Segundo os especialistas em ambientes de trabalho, a tendência de pessoas que ficam sem interagir fisicamente com colegas durante todo o período em que estão em um emprego é tão nova que não existe nem mesmo um nome para isso ainda.

Muitos desses trabalhadores que nunca tiveram a chance de se encontrar pessoalmente com os colegas antes de deixarem seus empregos disseram que se sentiram isolados e questionaram o propósito de seus trabalhos.

Kathryn, 53 anos, que trabalhava para a organização sem fins lucrativos na Virginia, disse que muitas vezes teve dificuldade para avaliar o tom dos e-mails de pessoas que nunca conheceu e constantemente ficava em dúvida se os problemas eram grandes o suficiente para justificar reuniões via Zoom. Ela disse que não sentiria falta da maioria de seus colegas porque não sabia nada a respeito deles.

“Sei apenas os nomes deles,” disse ela.

Para ajudar a evitar que mais pessoas deixem seus empregos porque não criaram laços presencialmente, alguns empregadores estão reconfigurando suas culturas organizacionais e criando novos cargos como “chefe de trabalho remoto” para manter os funcionários trabalhando bem em equipe e se sentindo motivados. Em novembro, o Facebook contratou um diretor de trabalho remoto, que é responsável por auxiliar a empresa a se ajustar a um ambiente de trabalho predominantemente remoto.

Outras empresas que mudaram rapidamente para o trabalho remoto não se adaptaram a promover o espírito de comunidade por meio de videochamadas, disse Jen Rhymer, pós-doutoranda em Stanford que estuda ambientes de trabalho.

“Elas não podem simplesmente dizer: ‘Ah, socializem, façam um happy hour virtual'”, disse Jen. “Isso por si só não vai criar uma cultura de construção de amizades”.

Ela disse que as empresas podiam ajudar os trabalhadores isolados a se sentirem motivados tomando a iniciativa da socialização e não deixando isso nas mãos dos empregados.

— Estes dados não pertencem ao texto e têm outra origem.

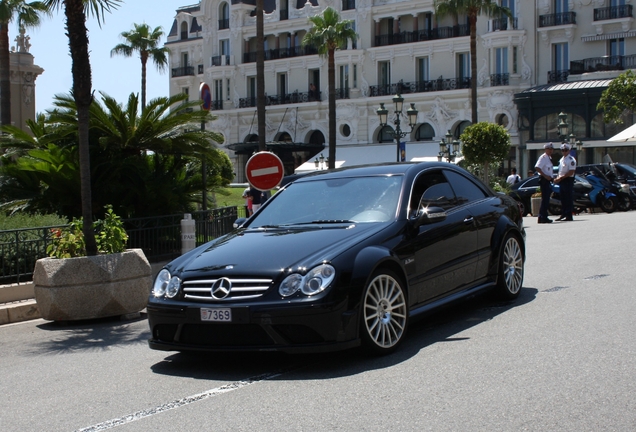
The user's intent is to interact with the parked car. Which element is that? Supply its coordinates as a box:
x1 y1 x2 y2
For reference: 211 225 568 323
147 162 525 353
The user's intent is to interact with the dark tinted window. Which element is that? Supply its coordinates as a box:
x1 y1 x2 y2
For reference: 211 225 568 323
445 171 487 204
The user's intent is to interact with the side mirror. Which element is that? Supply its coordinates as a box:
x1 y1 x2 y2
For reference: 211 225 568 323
415 207 446 228
232 218 247 229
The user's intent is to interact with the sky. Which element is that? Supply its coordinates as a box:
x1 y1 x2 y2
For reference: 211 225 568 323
25 0 184 113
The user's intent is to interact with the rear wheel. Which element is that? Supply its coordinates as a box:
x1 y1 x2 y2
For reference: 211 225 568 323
496 234 524 300
598 197 618 213
360 269 408 354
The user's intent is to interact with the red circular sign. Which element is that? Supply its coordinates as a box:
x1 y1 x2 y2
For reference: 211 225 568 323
245 152 283 191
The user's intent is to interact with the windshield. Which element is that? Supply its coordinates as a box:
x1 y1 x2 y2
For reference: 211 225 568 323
249 176 403 228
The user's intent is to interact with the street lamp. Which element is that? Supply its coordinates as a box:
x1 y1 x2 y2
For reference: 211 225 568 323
557 112 583 159
437 130 459 163
376 94 418 162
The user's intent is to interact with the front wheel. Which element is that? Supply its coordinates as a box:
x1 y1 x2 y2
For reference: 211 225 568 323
496 234 524 300
360 269 408 354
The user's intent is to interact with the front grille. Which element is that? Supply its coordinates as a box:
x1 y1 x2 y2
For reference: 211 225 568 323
183 278 272 302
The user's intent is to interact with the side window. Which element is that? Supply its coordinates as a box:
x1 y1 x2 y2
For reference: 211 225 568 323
445 171 487 205
409 171 456 216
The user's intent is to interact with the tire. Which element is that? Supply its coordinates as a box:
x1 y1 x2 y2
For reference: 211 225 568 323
495 234 524 300
598 197 618 213
360 269 408 354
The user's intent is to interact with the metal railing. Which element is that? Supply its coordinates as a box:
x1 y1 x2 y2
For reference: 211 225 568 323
570 54 636 75
239 91 322 108
172 66 194 78
490 73 510 87
369 77 470 96
0 207 247 285
539 12 576 27
243 46 318 63
594 5 634 21
374 24 470 47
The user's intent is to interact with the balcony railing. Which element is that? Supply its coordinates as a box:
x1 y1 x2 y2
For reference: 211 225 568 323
490 73 510 87
336 87 349 99
539 12 576 27
172 66 194 78
489 17 518 31
369 77 470 96
594 5 634 21
548 70 570 84
374 24 470 46
210 55 230 66
570 54 636 75
342 0 356 10
243 46 318 63
239 91 322 108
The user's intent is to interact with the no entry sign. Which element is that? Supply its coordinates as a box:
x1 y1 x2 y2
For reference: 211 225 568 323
245 152 283 191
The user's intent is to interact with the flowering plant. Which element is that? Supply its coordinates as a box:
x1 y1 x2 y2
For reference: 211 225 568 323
46 204 128 258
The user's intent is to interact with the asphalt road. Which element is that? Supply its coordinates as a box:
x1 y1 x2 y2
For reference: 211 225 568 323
0 211 636 432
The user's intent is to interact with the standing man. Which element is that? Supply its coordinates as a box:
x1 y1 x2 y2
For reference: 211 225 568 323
554 143 576 221
534 143 554 223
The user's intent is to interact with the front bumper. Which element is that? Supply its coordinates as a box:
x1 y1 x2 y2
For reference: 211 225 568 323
147 300 360 353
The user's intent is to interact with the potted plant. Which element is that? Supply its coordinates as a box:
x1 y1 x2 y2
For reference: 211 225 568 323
530 188 541 216
33 206 152 321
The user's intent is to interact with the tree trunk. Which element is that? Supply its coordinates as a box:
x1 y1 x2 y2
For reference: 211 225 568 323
64 0 97 256
256 0 267 151
140 51 148 111
327 48 336 169
0 23 11 126
470 14 477 124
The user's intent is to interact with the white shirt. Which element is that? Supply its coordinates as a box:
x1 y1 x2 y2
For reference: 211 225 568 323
534 153 553 178
559 155 576 177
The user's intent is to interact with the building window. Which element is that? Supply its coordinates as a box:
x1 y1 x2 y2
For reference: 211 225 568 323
416 57 429 82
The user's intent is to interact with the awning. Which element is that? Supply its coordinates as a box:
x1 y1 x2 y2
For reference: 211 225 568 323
581 30 636 42
295 141 439 173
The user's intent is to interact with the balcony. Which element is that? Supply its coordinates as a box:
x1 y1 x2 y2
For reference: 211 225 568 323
548 70 570 84
374 24 470 47
239 91 322 108
369 77 470 96
490 73 510 87
336 87 349 99
570 54 636 75
243 47 318 63
594 5 634 21
210 55 230 66
539 12 576 27
172 66 194 78
488 17 518 32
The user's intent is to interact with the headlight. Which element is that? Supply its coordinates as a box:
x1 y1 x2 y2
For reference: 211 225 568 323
152 269 170 297
278 264 336 297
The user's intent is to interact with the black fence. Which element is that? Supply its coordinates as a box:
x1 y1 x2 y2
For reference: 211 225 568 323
0 207 246 285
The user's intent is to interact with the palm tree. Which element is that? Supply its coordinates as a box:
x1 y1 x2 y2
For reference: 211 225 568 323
435 0 512 124
302 7 358 168
44 0 122 256
0 0 48 125
110 23 170 108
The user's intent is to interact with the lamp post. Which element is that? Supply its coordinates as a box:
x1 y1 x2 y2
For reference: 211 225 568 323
437 131 459 163
557 112 583 159
376 94 418 162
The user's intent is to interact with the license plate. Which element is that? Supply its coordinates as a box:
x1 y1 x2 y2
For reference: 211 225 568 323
201 308 232 322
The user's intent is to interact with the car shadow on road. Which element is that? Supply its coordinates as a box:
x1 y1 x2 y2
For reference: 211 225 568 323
151 287 538 381
34 313 150 354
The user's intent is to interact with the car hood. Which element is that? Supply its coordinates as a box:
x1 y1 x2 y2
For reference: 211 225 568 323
170 223 390 278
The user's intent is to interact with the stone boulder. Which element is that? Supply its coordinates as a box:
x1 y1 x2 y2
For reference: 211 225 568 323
33 249 152 321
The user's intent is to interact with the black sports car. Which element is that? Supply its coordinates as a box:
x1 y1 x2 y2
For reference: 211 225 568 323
147 162 525 353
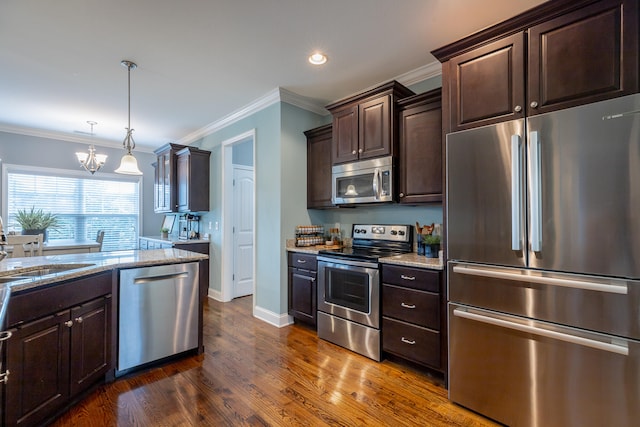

Isso inclui agendar atividades para pequenos grupos, dar lugar a pequenos encontros presenciais e reservar tempo para conversas do dia a dia, afirmou.

Os empregadores que nunca se encontram pessoalmente com seus funcionários também estão contribuindo para que eles pulem de um emprego para outro com maior frequência, pois estão mais dispostos a dispensá-los. Sean Pressler, que no ano passado começou a trabalhar no site de comércio eletrônico Potsandpans.com, em São Francisco, fazendo vídeos de marketing, disse que foi demitido em novembro sem aviso prévio.

Pressler, 35 anos, disse que não se encontrar presencialmente e não conhecer seus chefes e colegas o tornou dispensável. Se tivesse construído conexões pessoais, ele disse que teria sido capaz de conseguir feedback sobre seus vídeos panorâmicos e debatido ideias com colegas. E talvez até mesmo ter percebido que os cortes no orçamento estavam a caminho bem antes de ser demitido.

Em vez disso, ele se sentiu “como se fosse só um nome em uma planilha”. Apenas alguém que podia ser eliminado ao pressionar a tecla delete.

E seus colegas de trabalho? “Nem mesmo sei se eles faziam ideia de quem eu era”, afirmou.